As the cost of solar energy continues to decrease, smaller margins will separate the industry winners and losers. Because of the price drop, companies are forced to quickly adapt to changes in the solar industry.
The National Electric Code (NEC), which sets the benchmark for safe electrical design, installation and inspection to protect people and property from electrical hazard in the United States, has made two recent changes that will especially test solar professionals' maneuverability.
Ecotech Institute's program director for solar technology Chris Janin and Ecotech Institute instructor Tim Galligan recently contributed their insights on the subject to Solar Power World.
As they point out in the article, the two key changes are:
- The increase from the 1000-V standard to 1500 V: This change, a result of market needs, increases a per-string load by 50 percent for commercial solar installations.
- The rapid shutdown requirement: This change can lead to increased system complexity and, for that reason, higher costs.
But although the rapid shutdown requirement may add to system costs, Janin and Galligan explain how solar installers can actually use these additions to the NEC to be more economic.
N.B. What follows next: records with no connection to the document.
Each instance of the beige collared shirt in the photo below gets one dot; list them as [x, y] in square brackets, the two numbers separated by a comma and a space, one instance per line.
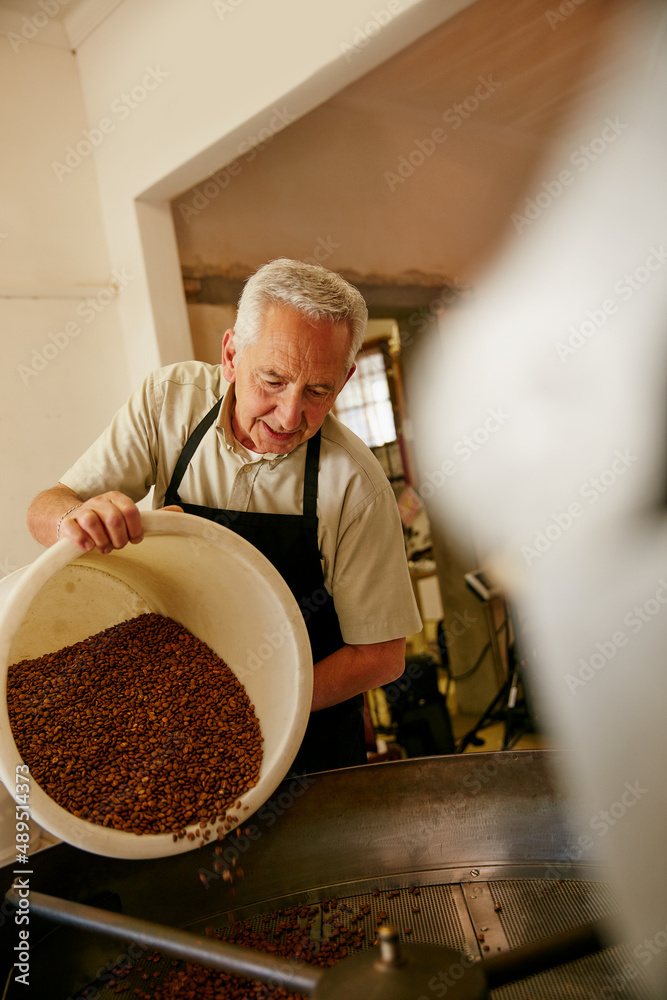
[359, 530]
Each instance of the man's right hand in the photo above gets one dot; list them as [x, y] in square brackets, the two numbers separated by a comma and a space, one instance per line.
[105, 522]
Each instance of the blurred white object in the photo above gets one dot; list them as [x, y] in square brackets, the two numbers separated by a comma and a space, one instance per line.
[544, 432]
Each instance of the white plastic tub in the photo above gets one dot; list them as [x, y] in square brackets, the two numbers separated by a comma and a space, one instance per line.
[202, 575]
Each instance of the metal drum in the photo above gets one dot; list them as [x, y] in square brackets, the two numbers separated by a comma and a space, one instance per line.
[484, 841]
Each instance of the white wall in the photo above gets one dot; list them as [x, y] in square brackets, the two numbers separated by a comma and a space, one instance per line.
[57, 387]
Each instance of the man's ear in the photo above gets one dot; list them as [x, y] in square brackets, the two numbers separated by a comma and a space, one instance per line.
[229, 356]
[350, 374]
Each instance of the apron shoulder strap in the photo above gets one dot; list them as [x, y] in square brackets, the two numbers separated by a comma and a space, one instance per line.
[310, 476]
[191, 446]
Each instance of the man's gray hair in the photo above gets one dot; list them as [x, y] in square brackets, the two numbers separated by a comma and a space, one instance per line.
[313, 291]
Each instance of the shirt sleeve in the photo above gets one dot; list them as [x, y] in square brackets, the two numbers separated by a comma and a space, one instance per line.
[124, 457]
[372, 589]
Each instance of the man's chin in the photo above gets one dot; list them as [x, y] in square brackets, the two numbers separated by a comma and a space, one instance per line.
[277, 445]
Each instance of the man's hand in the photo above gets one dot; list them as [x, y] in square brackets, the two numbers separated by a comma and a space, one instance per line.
[354, 669]
[105, 522]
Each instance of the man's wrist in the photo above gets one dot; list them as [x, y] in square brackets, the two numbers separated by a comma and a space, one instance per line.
[64, 516]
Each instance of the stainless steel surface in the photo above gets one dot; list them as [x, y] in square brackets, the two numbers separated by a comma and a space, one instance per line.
[181, 944]
[349, 834]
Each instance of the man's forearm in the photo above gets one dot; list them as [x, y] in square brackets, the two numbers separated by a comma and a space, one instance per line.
[352, 670]
[46, 510]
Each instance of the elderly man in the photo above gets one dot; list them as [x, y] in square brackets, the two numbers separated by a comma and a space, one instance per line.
[267, 459]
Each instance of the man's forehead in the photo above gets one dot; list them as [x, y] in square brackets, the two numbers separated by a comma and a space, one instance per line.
[286, 334]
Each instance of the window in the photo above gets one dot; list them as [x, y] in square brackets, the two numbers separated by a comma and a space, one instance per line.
[364, 404]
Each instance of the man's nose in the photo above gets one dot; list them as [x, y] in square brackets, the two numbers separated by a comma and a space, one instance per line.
[290, 408]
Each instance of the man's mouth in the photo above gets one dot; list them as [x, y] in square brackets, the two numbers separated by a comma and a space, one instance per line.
[281, 435]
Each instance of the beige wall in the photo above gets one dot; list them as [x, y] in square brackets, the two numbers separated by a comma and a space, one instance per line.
[162, 92]
[63, 364]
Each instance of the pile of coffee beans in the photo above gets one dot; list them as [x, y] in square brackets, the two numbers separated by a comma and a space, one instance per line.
[141, 727]
[289, 937]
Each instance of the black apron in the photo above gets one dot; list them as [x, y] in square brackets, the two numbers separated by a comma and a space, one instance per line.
[335, 736]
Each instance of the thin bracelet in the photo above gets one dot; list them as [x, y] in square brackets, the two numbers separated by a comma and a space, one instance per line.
[63, 518]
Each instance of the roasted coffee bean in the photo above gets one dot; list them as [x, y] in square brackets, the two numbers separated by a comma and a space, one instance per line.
[194, 982]
[141, 727]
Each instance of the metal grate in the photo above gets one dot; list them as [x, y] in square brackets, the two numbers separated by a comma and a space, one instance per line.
[536, 909]
[529, 910]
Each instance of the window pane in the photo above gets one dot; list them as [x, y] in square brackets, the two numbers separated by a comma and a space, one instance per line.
[364, 404]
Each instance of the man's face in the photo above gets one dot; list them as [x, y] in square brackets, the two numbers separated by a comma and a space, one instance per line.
[287, 380]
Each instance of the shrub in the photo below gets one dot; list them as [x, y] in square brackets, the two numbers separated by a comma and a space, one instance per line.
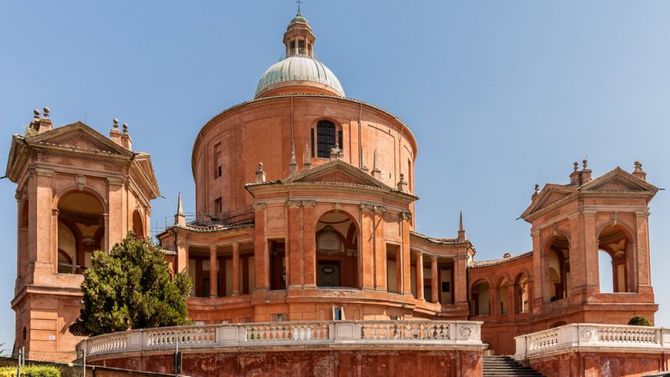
[31, 371]
[639, 321]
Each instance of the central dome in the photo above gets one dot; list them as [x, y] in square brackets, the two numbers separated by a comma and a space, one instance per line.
[299, 71]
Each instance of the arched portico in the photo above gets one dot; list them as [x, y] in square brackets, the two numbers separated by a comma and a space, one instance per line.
[337, 254]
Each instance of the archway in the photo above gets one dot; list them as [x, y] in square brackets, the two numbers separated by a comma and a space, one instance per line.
[481, 298]
[558, 274]
[138, 225]
[336, 251]
[613, 244]
[521, 294]
[81, 230]
[503, 297]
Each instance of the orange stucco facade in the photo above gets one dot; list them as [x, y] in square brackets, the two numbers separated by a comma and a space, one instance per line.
[305, 211]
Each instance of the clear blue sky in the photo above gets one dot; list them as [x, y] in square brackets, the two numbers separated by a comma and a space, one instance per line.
[500, 94]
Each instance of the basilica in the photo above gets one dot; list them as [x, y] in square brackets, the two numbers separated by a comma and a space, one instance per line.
[305, 214]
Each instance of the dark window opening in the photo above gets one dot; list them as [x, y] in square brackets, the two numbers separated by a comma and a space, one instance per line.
[325, 138]
[313, 145]
[218, 206]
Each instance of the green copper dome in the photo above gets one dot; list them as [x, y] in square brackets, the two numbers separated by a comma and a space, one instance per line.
[298, 68]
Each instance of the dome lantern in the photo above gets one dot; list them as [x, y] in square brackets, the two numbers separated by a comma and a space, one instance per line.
[298, 38]
[299, 72]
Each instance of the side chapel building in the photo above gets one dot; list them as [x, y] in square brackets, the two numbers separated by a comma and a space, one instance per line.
[305, 211]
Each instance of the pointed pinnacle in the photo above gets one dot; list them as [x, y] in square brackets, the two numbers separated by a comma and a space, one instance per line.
[180, 208]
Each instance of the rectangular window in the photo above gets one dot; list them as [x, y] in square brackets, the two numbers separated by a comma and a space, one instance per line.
[218, 206]
[313, 145]
[218, 169]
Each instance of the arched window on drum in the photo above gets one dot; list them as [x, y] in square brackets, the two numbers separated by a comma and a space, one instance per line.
[325, 137]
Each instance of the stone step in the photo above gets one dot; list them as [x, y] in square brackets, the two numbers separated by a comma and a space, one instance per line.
[499, 366]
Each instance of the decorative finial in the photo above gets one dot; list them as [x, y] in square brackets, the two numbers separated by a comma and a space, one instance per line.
[307, 162]
[179, 218]
[461, 227]
[376, 172]
[292, 163]
[180, 208]
[402, 184]
[260, 173]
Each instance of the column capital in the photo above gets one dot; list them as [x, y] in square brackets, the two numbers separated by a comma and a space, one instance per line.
[642, 212]
[115, 181]
[308, 203]
[367, 207]
[380, 209]
[42, 172]
[293, 203]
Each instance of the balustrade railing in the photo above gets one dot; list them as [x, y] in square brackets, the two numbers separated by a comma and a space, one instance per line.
[592, 337]
[451, 333]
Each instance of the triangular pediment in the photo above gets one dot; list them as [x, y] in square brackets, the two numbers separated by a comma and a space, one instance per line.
[550, 195]
[619, 181]
[79, 136]
[337, 171]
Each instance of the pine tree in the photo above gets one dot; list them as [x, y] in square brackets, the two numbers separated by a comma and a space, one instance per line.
[131, 287]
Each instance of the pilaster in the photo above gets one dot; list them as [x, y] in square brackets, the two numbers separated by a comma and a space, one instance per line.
[380, 275]
[295, 255]
[308, 244]
[261, 258]
[367, 260]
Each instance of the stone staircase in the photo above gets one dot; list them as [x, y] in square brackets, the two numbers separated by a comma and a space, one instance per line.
[506, 366]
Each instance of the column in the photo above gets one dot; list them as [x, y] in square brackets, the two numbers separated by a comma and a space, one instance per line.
[494, 306]
[511, 309]
[40, 206]
[54, 241]
[379, 249]
[309, 244]
[293, 249]
[261, 257]
[640, 254]
[115, 211]
[419, 275]
[366, 257]
[460, 289]
[588, 249]
[236, 269]
[539, 293]
[433, 280]
[213, 272]
[182, 256]
[406, 254]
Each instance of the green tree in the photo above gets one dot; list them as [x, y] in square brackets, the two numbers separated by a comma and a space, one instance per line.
[131, 287]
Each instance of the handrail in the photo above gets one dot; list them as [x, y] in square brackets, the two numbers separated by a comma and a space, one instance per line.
[255, 334]
[592, 336]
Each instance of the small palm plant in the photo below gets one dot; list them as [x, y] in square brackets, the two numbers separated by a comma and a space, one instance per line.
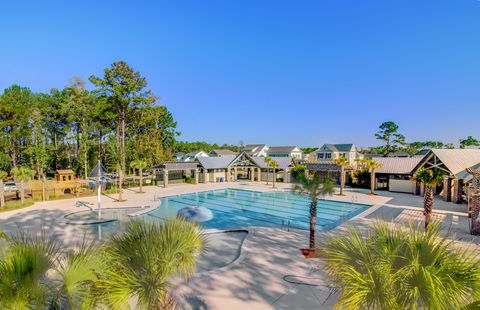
[140, 261]
[3, 175]
[267, 160]
[315, 188]
[35, 275]
[274, 165]
[430, 178]
[140, 165]
[23, 266]
[372, 166]
[343, 163]
[394, 268]
[23, 174]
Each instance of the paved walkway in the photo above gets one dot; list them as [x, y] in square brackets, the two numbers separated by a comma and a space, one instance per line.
[268, 257]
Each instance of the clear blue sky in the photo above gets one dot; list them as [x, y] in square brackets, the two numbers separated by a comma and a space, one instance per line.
[275, 72]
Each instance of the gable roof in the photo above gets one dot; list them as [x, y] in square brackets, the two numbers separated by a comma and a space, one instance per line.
[397, 165]
[455, 160]
[339, 147]
[283, 162]
[281, 149]
[222, 152]
[218, 162]
[253, 147]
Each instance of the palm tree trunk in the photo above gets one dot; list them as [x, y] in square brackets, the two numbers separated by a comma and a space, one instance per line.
[22, 192]
[2, 194]
[342, 180]
[141, 179]
[313, 222]
[372, 182]
[274, 177]
[119, 183]
[428, 205]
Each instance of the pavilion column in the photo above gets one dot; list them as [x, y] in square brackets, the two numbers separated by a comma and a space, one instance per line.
[447, 188]
[227, 175]
[165, 178]
[205, 175]
[197, 171]
[457, 190]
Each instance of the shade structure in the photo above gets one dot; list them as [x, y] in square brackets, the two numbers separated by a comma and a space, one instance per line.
[195, 214]
[97, 171]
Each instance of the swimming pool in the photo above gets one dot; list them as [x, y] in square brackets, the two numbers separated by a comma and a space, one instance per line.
[243, 208]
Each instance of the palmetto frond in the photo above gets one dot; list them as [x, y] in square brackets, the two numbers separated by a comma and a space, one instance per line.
[140, 261]
[394, 268]
[23, 268]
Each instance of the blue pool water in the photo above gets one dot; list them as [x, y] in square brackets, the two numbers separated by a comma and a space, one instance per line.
[241, 208]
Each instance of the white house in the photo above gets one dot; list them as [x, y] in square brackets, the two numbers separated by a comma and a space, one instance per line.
[256, 150]
[192, 156]
[221, 152]
[330, 152]
[285, 151]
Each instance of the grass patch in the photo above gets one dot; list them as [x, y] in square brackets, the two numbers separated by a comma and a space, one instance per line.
[17, 204]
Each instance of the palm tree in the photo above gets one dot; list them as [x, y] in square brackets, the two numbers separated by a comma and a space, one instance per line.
[3, 175]
[35, 275]
[274, 164]
[23, 174]
[391, 268]
[23, 266]
[315, 188]
[140, 165]
[140, 261]
[76, 276]
[267, 160]
[343, 162]
[430, 178]
[372, 166]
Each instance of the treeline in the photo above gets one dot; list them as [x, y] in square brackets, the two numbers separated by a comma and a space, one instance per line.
[187, 147]
[394, 142]
[117, 122]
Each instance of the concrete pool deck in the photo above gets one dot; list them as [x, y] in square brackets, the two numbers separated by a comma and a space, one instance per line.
[254, 280]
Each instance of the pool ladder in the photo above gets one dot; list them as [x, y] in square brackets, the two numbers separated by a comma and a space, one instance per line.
[287, 225]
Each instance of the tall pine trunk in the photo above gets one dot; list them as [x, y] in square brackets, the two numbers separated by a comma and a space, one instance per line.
[122, 154]
[428, 205]
[313, 222]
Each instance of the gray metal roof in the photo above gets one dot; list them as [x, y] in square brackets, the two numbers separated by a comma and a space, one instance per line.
[397, 165]
[222, 152]
[217, 162]
[252, 147]
[281, 149]
[283, 162]
[339, 147]
[458, 160]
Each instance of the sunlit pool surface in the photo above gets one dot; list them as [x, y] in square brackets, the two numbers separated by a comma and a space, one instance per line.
[234, 208]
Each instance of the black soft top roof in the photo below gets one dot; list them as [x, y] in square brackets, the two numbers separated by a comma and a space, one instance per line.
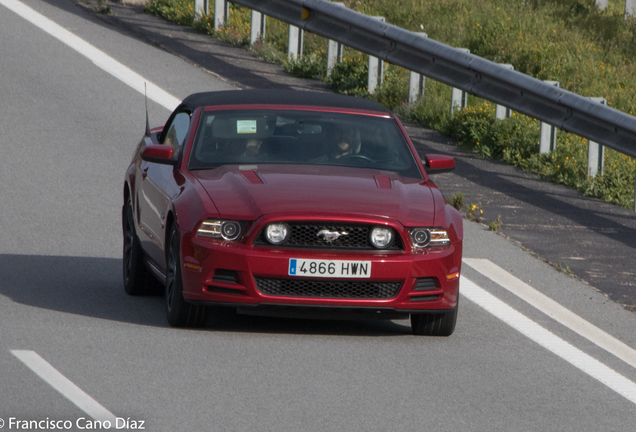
[281, 97]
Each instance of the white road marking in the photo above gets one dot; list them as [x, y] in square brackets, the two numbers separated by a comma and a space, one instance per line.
[59, 382]
[548, 340]
[554, 310]
[101, 59]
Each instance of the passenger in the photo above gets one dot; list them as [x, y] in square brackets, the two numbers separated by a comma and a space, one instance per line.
[345, 143]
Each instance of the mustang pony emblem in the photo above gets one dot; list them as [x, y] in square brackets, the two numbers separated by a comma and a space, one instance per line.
[331, 236]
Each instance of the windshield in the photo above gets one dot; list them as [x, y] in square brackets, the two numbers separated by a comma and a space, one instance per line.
[301, 137]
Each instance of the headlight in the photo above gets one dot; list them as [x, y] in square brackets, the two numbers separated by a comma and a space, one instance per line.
[228, 230]
[277, 233]
[381, 237]
[429, 237]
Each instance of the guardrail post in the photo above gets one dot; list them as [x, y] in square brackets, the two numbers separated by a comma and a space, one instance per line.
[416, 83]
[376, 69]
[199, 8]
[257, 30]
[221, 9]
[547, 141]
[595, 152]
[630, 8]
[294, 43]
[601, 4]
[459, 98]
[502, 112]
[334, 50]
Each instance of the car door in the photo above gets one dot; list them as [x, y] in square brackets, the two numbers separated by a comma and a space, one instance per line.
[153, 201]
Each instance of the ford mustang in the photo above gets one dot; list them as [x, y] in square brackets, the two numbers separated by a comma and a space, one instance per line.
[290, 203]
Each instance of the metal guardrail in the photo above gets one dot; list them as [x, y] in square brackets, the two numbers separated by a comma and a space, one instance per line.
[478, 76]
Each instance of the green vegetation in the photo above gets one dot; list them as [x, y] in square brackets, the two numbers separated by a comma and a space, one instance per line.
[590, 52]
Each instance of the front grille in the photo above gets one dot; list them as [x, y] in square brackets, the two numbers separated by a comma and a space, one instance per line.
[327, 289]
[304, 235]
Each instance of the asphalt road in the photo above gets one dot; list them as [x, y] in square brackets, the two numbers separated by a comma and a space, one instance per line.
[67, 131]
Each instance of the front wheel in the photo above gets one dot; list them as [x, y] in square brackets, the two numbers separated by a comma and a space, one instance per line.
[178, 311]
[434, 324]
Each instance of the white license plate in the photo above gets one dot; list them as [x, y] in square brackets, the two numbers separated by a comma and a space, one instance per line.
[329, 268]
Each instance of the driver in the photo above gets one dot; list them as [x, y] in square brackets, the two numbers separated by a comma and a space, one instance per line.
[345, 143]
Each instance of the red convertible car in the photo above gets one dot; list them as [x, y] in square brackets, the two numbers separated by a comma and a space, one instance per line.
[290, 203]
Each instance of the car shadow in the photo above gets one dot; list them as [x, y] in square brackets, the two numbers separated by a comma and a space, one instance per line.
[93, 287]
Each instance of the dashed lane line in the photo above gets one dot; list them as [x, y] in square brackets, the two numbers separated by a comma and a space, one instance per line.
[549, 340]
[98, 57]
[64, 386]
[553, 309]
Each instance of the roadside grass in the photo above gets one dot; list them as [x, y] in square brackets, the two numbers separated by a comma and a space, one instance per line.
[589, 52]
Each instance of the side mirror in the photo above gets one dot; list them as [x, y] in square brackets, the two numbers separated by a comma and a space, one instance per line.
[158, 153]
[437, 164]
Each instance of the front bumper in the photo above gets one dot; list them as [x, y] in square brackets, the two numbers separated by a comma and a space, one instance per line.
[224, 273]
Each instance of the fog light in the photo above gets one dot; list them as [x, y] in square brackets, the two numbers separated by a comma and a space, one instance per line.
[277, 233]
[381, 237]
[227, 230]
[230, 230]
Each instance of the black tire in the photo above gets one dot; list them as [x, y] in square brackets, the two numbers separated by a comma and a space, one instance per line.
[178, 312]
[434, 324]
[137, 278]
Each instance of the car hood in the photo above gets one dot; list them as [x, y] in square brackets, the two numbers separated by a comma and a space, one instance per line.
[248, 192]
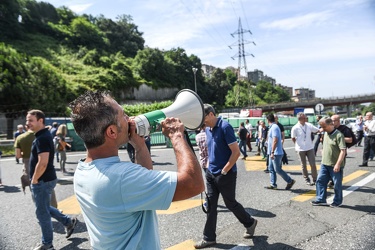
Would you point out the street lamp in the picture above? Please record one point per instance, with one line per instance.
(195, 79)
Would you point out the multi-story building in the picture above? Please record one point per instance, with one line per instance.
(304, 94)
(255, 76)
(287, 89)
(208, 70)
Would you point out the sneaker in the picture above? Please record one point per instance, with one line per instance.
(318, 203)
(335, 205)
(204, 244)
(250, 230)
(42, 246)
(308, 182)
(205, 205)
(70, 229)
(290, 185)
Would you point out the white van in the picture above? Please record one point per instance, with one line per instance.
(309, 112)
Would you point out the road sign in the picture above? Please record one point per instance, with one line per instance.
(319, 107)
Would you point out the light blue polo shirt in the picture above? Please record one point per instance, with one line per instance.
(218, 140)
(118, 202)
(274, 131)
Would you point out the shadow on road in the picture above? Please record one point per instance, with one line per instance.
(260, 242)
(362, 208)
(10, 189)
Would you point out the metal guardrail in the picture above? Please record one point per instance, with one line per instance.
(6, 143)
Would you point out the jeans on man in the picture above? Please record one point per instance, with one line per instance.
(226, 186)
(311, 158)
(325, 174)
(275, 167)
(242, 146)
(41, 193)
(369, 145)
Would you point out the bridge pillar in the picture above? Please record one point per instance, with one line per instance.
(348, 110)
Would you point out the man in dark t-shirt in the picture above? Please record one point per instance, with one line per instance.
(43, 180)
(242, 134)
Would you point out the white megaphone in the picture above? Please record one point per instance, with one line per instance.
(187, 106)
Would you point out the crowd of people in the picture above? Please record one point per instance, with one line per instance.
(137, 190)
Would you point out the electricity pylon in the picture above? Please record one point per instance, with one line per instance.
(241, 57)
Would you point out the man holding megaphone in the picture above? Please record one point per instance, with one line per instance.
(118, 199)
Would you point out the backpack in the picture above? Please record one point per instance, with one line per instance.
(347, 131)
(354, 139)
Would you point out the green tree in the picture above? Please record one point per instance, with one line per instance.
(242, 95)
(28, 83)
(86, 33)
(150, 65)
(122, 35)
(270, 94)
(10, 10)
(218, 87)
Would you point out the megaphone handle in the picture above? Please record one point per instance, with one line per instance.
(188, 140)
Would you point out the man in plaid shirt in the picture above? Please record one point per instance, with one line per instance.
(200, 139)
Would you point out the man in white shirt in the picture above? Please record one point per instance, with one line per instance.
(249, 127)
(369, 130)
(301, 136)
“Having to implement rapid shutdown on strings makes module level electronics, such as DC to DC optimizers and microinverters, a much better proposition. What was once a more expensive option is now on par with or better than the alternative. Module level electronics serve to reduce the system complexity introduced by the rapid shutdown system, making systems faster and easier to install, offsetting increased component costs.”
In short, having a more nuanced understanding of how these changes affect the solar installation process is key to being successful in the industry.